The restoration nonprofit goes to great lengths to collect discarded shells from all over the Mid-Atlantic region to use as homes for newly-planted oysters. But their strongest source of recycled shells is restaurants, and with so many of them closed or operating at reduced capacity, ORP is facing a shortage of shell.
As more folks eat oysters at home, ordering direct from oyster growers and wholesalers, ORP is calling on individuals to recycle their shells at its designated public collection sites. There are more than 70 public collection sites throughout the region.
“Oyster shell is the best material for getting young oysters into the Chesapeake Bay, making it the single most important resource to the oyster restoration process,” says Tommy Price, ORP’s Shell Recycling Alliance operations manager. “Right now, we’re experiencing a major shell shortage and we’re calling on the public to help us close that gap.”

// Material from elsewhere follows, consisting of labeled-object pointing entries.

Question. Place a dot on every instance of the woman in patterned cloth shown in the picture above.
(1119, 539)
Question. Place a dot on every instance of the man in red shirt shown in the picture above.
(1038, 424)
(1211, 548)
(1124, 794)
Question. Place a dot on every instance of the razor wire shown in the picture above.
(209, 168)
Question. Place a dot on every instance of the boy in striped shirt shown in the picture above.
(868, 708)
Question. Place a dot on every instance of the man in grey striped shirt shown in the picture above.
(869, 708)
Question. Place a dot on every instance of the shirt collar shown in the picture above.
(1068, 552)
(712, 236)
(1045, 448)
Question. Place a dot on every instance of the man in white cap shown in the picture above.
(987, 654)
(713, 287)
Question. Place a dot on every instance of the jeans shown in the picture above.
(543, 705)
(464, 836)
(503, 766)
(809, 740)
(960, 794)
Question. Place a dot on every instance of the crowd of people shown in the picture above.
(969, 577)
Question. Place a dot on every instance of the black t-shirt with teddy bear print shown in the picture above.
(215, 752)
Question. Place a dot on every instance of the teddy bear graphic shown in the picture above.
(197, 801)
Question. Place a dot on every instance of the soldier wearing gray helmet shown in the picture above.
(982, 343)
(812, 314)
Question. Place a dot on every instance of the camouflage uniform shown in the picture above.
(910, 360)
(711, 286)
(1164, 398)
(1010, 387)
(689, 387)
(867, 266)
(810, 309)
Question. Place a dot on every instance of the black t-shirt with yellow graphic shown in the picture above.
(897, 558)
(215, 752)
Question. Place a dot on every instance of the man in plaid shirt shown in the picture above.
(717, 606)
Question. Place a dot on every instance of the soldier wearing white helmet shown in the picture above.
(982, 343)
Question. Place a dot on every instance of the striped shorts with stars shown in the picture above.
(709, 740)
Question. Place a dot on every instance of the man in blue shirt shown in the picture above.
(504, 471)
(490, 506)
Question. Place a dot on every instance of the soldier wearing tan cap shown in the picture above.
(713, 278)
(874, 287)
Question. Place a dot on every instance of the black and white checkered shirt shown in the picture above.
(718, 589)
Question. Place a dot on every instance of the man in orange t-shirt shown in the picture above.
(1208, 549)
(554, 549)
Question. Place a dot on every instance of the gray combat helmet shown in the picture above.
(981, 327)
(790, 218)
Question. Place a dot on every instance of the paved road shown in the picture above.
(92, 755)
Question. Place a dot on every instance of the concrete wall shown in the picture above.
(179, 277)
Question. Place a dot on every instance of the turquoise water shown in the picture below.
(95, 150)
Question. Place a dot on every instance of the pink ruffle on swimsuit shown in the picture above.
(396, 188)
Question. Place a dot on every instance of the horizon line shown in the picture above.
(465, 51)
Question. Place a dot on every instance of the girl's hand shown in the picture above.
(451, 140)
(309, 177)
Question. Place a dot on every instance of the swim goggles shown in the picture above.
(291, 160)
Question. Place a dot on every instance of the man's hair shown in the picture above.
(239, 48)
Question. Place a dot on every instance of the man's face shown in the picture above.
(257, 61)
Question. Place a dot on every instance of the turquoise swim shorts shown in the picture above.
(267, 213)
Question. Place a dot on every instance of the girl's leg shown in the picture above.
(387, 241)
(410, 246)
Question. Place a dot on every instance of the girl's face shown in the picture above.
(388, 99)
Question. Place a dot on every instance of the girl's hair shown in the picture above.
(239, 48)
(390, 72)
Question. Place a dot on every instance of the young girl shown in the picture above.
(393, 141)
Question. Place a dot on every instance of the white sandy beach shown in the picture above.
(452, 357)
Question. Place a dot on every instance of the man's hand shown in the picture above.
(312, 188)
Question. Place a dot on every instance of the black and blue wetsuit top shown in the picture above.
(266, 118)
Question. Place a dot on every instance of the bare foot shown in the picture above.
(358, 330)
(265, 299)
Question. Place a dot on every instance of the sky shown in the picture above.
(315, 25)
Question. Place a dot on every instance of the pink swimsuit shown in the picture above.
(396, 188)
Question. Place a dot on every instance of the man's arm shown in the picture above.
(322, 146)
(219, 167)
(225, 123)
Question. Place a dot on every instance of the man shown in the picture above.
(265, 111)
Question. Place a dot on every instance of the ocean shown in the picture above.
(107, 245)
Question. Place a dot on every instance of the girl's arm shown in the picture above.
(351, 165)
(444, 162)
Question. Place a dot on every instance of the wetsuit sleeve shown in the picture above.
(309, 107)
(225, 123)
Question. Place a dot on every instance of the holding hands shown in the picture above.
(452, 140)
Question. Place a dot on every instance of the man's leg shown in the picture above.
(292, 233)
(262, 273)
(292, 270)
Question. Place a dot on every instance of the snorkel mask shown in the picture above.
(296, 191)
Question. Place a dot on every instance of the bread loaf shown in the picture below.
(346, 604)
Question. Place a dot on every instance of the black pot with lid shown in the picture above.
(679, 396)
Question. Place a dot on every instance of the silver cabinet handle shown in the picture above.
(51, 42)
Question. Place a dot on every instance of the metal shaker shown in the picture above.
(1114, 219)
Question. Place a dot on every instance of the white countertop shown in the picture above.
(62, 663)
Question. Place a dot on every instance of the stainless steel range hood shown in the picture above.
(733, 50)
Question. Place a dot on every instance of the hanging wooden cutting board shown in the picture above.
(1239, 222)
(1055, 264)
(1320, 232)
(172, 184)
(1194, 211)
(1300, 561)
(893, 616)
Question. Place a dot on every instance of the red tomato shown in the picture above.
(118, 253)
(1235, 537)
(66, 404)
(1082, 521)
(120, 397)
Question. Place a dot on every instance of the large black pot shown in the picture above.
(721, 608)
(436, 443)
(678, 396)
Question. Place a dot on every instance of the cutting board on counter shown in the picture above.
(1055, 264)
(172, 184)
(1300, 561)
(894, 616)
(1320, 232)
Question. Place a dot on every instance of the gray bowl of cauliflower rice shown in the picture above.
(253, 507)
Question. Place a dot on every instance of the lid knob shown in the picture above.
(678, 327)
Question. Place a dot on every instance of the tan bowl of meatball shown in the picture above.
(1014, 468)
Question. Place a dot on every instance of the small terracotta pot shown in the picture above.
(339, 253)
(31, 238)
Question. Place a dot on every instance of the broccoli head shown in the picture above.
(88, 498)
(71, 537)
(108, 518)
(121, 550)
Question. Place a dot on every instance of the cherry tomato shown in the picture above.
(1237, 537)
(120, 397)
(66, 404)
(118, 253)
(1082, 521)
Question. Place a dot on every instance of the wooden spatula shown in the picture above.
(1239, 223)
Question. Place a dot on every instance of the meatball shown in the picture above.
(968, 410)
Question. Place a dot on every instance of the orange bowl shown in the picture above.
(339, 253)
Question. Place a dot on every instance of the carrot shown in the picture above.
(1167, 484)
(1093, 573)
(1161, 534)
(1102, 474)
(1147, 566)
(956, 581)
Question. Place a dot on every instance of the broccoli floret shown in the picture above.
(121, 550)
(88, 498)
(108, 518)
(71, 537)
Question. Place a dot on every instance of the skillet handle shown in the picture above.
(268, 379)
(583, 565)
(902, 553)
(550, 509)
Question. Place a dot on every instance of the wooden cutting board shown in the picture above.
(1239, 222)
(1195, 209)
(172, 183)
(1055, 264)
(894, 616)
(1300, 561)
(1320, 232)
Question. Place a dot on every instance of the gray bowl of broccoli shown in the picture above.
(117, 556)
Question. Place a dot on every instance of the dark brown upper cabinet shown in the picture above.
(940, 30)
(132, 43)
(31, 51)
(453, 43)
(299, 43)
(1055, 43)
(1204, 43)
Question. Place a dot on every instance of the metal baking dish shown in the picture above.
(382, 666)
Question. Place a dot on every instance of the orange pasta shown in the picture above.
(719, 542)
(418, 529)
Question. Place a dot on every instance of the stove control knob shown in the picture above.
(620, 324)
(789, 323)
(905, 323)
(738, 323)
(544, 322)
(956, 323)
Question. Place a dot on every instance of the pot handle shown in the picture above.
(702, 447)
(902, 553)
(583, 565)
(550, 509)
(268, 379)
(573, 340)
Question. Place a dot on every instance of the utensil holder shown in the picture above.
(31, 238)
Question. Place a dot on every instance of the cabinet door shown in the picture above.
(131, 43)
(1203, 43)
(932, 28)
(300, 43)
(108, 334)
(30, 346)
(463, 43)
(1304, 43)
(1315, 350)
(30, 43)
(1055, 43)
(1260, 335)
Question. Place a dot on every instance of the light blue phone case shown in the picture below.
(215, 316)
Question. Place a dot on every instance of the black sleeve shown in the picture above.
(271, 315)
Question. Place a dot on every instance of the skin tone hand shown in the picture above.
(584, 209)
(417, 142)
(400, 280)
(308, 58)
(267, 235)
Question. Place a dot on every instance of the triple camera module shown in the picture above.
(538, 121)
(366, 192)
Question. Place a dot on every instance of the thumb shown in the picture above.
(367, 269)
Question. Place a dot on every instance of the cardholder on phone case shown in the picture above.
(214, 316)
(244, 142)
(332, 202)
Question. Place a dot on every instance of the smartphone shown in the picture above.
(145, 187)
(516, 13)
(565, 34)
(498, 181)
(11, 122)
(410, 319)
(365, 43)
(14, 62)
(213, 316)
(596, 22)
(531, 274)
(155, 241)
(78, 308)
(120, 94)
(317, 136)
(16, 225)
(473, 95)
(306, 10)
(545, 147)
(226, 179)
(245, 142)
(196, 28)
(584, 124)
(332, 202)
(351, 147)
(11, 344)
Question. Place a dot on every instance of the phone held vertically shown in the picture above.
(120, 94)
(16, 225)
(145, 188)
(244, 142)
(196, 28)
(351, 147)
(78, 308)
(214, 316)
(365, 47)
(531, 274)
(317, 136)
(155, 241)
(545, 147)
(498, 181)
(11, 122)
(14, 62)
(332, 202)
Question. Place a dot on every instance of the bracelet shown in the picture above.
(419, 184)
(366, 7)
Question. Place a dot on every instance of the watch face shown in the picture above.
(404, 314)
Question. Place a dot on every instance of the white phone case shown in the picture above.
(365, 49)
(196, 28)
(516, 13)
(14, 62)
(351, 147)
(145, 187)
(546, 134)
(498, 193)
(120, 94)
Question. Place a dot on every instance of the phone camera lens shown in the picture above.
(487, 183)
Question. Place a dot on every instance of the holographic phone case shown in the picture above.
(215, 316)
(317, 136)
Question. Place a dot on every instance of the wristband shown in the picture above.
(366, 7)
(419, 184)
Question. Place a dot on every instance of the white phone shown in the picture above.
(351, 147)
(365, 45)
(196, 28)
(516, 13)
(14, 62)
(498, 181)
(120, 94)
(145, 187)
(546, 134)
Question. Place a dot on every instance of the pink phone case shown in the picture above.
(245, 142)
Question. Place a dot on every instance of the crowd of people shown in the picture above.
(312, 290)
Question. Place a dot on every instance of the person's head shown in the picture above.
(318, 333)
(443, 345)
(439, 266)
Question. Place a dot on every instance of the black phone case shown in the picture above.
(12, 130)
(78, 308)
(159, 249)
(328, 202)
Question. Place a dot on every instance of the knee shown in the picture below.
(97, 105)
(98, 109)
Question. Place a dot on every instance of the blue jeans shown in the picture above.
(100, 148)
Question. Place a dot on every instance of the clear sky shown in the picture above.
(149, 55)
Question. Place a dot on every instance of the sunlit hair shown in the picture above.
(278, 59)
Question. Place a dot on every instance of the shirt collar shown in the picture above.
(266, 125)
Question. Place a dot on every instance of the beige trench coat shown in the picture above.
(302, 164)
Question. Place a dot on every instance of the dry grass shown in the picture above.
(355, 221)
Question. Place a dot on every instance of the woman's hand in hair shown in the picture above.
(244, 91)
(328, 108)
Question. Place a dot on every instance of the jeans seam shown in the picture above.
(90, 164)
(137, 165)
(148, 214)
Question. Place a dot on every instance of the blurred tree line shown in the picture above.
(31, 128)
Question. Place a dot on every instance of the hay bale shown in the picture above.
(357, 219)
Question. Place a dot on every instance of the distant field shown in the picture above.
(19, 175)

ORP’s Shell Recycling Alliance is the largest oyster shell recylcing network in the nation, collecting free of charge from hundreds of seafood businesses. Until this year, their numbers were growing every year. This year, they’ve amassed less than half of average projections—14,000 bushels so far, compared to 31,000 bushels for the same part of 2019.
Natural oyster shells are important for restoration because they are the preferred setting onto which oyster larvae attach themselves and grow. Collected oysters are aged outside for one year, washed, and set with spat at the Horn Point Lab in Cambridge. Every shell can host up to 10 spat, or baby oysters.
In spring and summer, ORP and restoration partners from federal and state agencies to local businesses deploy the spat-covered shells onto protected reefs. The ultimate goal is to encourage the oysters to continue spawning. Oysters filter excess nutrients from the water and their reefs create habitat for a wide range of marine life.
It’s not too late to support the Bay’s oyster industry with purchases for your holiday meals (and then recycle the shells). ORP offers a guide to local oyster buying located here.
“We encourage oyster lovers to come together to support the Chesapeake Bay seafood industry during a time when they need it most,” said Price. “Buy local seafood from markets and restaurants, enjoy oysters at home and recycle your shell. It’s a win–win–win.”